In 2017, CPJ’s Burton Benjamin Memorial Award was renamed the Gwen Ifill Press Freedom Award to honor the veteran journalist and former CPJ board member, who died in 2016. The award is presented annually to an individual who has shown extraordinary and sustained achievement in the cause of press freedom.
Ifill was the award-winning moderator and managing editor of “Washington Week,” the longest-running public affairs program on public television, and co-anchor and managing editor of “PBS NewsHour.” She moderated national political debates, including the U.S. vice presidential debates in 2004 and 2008, and is the author of “The Breakthrough: Politics and Race in the Age of Obama.” She was also a fellow of the American Academy of Arts and Sciences.
Ifill served as a senior advisor to CPJ until her death. She joined CPJ’s board of directors in 2002 and was an active and engaged member for years. She hosted CPJ’s International Press Freedom Awards dinner three times (in 2004, 2008, and 2012), and presented awards to journalists from Azerbaijan and Sri Lanka. In 2011, she also interviewed Dan Rather, who was honored with CPJ’s 2011 International Press Freedom Award, at a public event. Together, they discussed the core values of journalism, the role of information for a free society, and the state of American journalism.
Below, the winners of CPJ’s Gwen Ifill Press Freedom Award.
2023
Alberto Ibargüen, The John S. and James L. Knight Foundation
Ibargüen recently announced that he will be stepping down as president of the Knight Foundation after 18 years at its helm.
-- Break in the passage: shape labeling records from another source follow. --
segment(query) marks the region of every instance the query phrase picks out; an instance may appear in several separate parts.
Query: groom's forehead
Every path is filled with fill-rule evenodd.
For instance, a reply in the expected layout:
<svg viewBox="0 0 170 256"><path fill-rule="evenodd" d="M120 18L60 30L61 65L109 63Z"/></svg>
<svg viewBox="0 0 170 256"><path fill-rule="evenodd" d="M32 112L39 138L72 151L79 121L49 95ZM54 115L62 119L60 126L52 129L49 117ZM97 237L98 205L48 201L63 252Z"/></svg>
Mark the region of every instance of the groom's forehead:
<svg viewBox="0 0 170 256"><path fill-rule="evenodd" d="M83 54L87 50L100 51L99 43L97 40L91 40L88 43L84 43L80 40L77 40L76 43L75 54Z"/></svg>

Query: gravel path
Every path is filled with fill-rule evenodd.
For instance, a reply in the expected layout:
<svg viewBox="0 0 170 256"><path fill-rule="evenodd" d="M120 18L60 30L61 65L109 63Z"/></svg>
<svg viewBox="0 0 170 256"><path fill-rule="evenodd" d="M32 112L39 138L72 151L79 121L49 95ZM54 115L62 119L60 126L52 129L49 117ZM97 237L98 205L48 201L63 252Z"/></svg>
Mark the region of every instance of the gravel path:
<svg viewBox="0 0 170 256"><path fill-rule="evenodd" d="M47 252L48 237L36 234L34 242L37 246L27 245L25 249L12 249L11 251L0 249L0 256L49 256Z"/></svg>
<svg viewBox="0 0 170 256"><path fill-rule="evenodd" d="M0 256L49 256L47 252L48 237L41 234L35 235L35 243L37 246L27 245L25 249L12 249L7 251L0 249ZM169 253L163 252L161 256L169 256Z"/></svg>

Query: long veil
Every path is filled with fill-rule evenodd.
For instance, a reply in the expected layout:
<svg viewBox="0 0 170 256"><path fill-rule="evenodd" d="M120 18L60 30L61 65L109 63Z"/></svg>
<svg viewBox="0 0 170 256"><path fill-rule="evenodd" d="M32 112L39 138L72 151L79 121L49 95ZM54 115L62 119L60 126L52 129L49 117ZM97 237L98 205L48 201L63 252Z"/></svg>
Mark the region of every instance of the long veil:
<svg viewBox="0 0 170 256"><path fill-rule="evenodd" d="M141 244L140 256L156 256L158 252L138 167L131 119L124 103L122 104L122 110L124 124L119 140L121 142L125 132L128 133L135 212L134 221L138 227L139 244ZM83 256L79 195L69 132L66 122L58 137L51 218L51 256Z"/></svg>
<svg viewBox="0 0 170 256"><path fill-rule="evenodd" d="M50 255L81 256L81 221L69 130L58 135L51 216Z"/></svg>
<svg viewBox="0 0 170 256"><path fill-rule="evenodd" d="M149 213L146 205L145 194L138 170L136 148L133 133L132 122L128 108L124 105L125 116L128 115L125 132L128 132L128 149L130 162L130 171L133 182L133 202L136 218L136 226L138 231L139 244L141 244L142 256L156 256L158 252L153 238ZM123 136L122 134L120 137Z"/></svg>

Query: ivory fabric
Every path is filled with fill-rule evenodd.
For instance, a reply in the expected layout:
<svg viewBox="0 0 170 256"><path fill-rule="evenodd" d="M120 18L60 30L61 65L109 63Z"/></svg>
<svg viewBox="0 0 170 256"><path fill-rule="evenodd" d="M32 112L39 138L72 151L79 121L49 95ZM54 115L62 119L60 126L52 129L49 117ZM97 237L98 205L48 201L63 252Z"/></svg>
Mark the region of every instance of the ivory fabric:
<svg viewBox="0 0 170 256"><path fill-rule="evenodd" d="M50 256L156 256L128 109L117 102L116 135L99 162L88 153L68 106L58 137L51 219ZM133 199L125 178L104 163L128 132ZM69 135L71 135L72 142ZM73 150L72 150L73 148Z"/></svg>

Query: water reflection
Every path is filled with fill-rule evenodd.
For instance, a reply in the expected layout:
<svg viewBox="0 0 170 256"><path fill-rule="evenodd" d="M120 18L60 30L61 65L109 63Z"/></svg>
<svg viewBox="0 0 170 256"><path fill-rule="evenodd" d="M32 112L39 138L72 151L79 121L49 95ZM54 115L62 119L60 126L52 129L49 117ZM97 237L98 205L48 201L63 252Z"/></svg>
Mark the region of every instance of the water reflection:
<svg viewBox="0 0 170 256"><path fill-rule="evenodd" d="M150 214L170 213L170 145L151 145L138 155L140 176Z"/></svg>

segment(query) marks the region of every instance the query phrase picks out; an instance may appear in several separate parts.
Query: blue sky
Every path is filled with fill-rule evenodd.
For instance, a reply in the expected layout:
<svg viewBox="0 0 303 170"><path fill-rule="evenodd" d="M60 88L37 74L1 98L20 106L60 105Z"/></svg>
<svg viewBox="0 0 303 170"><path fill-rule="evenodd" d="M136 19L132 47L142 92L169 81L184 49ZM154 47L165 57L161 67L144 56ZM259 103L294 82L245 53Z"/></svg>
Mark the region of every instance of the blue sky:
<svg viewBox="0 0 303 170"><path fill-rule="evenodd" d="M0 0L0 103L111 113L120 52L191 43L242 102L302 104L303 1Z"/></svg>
Under his leadership, the foundation invested over $2.3 billion in journalism, arts, economic development, and research. Ibargüen is the former publisher of the Miami Herald and El Nuevo Herald. During his tenure, the Miami Herald won three Pulitzer Prizes and El Nuevo Herald won Spain’s Ortega y Gasset Prize for excellence in journalism. He served on the board of CPJ from 1993 to 2005.
2022
Galina Timchenko, Meduza
Galina Timchenko is the editor of Meduza, an independent Russian news website based in Riga, Latvia. She was fired as editor-in-chief of the leading Russian news website Lenta.ru in 2014, to be replaced by a pro-Kremlin successor during Russia’s first invasion of Ukraine. Nearly half of Lenta.ru’s employees resigned in protest, and Timchenko and many of her colleagues fled to Latvia and went on to found Meduza to serve Russian-speaking audiences, free of censorship. The site has been blocked in Russia and labeled as a so-called “foreign agent.”
2021
Jimmy Lai, Apple Daily
Jimmy Lai has become a symbol of the struggle to maintain press freedom in Hong Kong as China’s Communist Party exerts ever greater control over the territory. In prison, denied bail, the outspoken critic of the Chinese government and advocate for democracy faces charges that could keep him in jail for life.
2020
Amal Clooney specializes in public international law, international criminal law, and human rights. A strong advocate for press freedom, she has served as international counsel for several journalists under threat. She is currently representing Maria Ressa, CPJ’s 2018 Gwen Ifill award winner, who has been convicted of cyber libel, a criminal offense, in the Philippines.
2019
Zaffar Abbas, Dawn
Zaffar Abbas is the editor of Dawn, Pakistan’s leading daily. Abbas, who has decades of experience as a reporter in Pakistan, has led Dawn since 2010. Under his editorship, Dawn and its reporters have come under government pressure several times.
2018
Maria Ressa, Rappler
Maria Ressa is the founder, CEO, and executive editor of Rappler, a Philippine news website created in 2012 that is renowned for its critical coverage of President Rodrigo Duterte’s controversial policies and actions. Rappler has been targeted by the Philippine government, but continues to operate, with Ressa challenging what she sees as a politicized decision by the government that is aimed at stifling critical coverage. Ressa, who has been a journalist in Asia for more than 30 years, has aimed to redefine journalism by combining traditional broadcast, new media, and mobile phone technology for social change.
2017
Judy Woodruff, PBS
Broadcast journalist Judy Woodruff is managing editor and anchor of “PBS NewsHour,” a show she co-anchored with Gwen Ifill, the late veteran journalist, from 2013 to 2016. Woodruff has worked in broadcast journalism for more than three decades at CNN, NBC, and PBS. She has received numerous awards for her work. She is also founding co-chair of the International Women’s Media Foundation and is on the boards of trustees of the Newseum’s Freedom Forum and the Urban Institute.